Bob Bauer: On the Constitution A Mixed Bag

  • On: 11/25/2009 09:18:59
  • In: Appointments
  • by Victor Morawski

    When the President decided to appoint his own personal attorney, Robert Bauer, as White House Counsel, speculation erupted that he did so because Bauer is the same sort of far-left ideologue with which this president has time and again populated his administration. And such speculation is certainly not out of place.

    Bauer is the husband of recently departed Communications Director Anita Dunn — who raised a fire-storm of controversy by counting Mao Tse Tong among her favorite political philosophers. And he is a partner in a law firm, Perkins Coie, which has a long history of supporting far-left Democratic causes — and which, (not so coincidentally) investigated Obama nemesis Sarah Palin for alleged ethics violations in July.

    In short, while connubially, Bauer may play second fiddle to Chairman Mao, politically, he is a radical after Obama’s own heart.

    Bauer, who unapologetically considers himself to be “firmly on the left,” has on occasion appeared to take positions that some defenders of limited government could applaud.

    Offering concluding remarks at a recent academic conference, he called for less government involvement in the political process, especially as it relates to political speech over the airwaves, saying: “I do not agree with the current trend towards regulation in politics because I believe that salvation, including for those on my side of the political spectrum, lies in robust, uninhibited political activity without interference of the government.”

    But is this the real Bob Bauer? His actions as counsel for the Obama Campaign during the 2008 election say, “No.” Far from promoting uninhibited political free speech absent government interference, he actually threatened to involve government, in the form of the FCC, in revoking the licenses of television stations then airing a campaign commercial critical of Obama.
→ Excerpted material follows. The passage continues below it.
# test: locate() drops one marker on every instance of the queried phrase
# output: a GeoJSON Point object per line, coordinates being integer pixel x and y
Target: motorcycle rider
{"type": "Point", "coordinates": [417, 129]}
    Typical of the stealthy way this administration has operated, rather than just challenging the claims of the ad in free, open debate Bauer, by means of a threatening letter, instead attempted to restrict the free speech of those stations through prior restraint.

    Citing what he claimed to be “unarguable falsities” (so much for open discussion of the facts) in the ad’s portrayal of Obama’s position on the Second Amendment, Bauer demanded that the stations stop running an NRA financed advertisement for what he claimed to be the “public interest” and “(f)or the sake of … FCC licensing requirements”—a not-so-veiled threat!

    And, lest they miss the point, he went on a page later, to reinforce it, claiming that, since the stations had the option not to air the ad, all responsibility for doing so would fall on them and may result in “an underlying abdication of licensee responsibility” to protect the public from supposedly “false, misleading or deceptive advertising.” Again, the stations were to adopt the Obama campaign’s position on the advertisement’s falsity because its claim to rightness in this was after all “unarguable.”

    Another clear indication of Bauer’s underlying disdain for constitutional safeguards may be found in his review of liberal Justice Stephen Breyer’s book Active Liberty: Interpreting Our Democratic Constitution. Bauer laments the fact that Breyer’s concept of “Active Liberty” is not “a form of unabashedly activist judging,” but is instead a concept which mixes judicial activism with judicial restraint in a way that Bauer finds “confused and contradictory.”

    By contrast Robert Bork, in reviewing the same book, considers Breyer’s “Active Liberty” to be nothing more than a “transparent justification for activism” masquerading as a “theory of interpretation.” What he instead finds to be a contradiction is reconciling Breyer’s call for judicial restraint emanating from the pages of his book with his real life “vigorous judicial activism” in areas like religious liberty, affirmative action and campaign finance.

    So, what can the American people expect from Barack Obama’s latest resident radical? If the past is, indeed, prologue, a White House prepared to attack free speech from every angle – and a Supreme Court increasingly committed to letting it, the Second Amendment notwithstanding.

    Victor Morawski, professor at Coppin State University, is a Liberty Features Syndicated writer.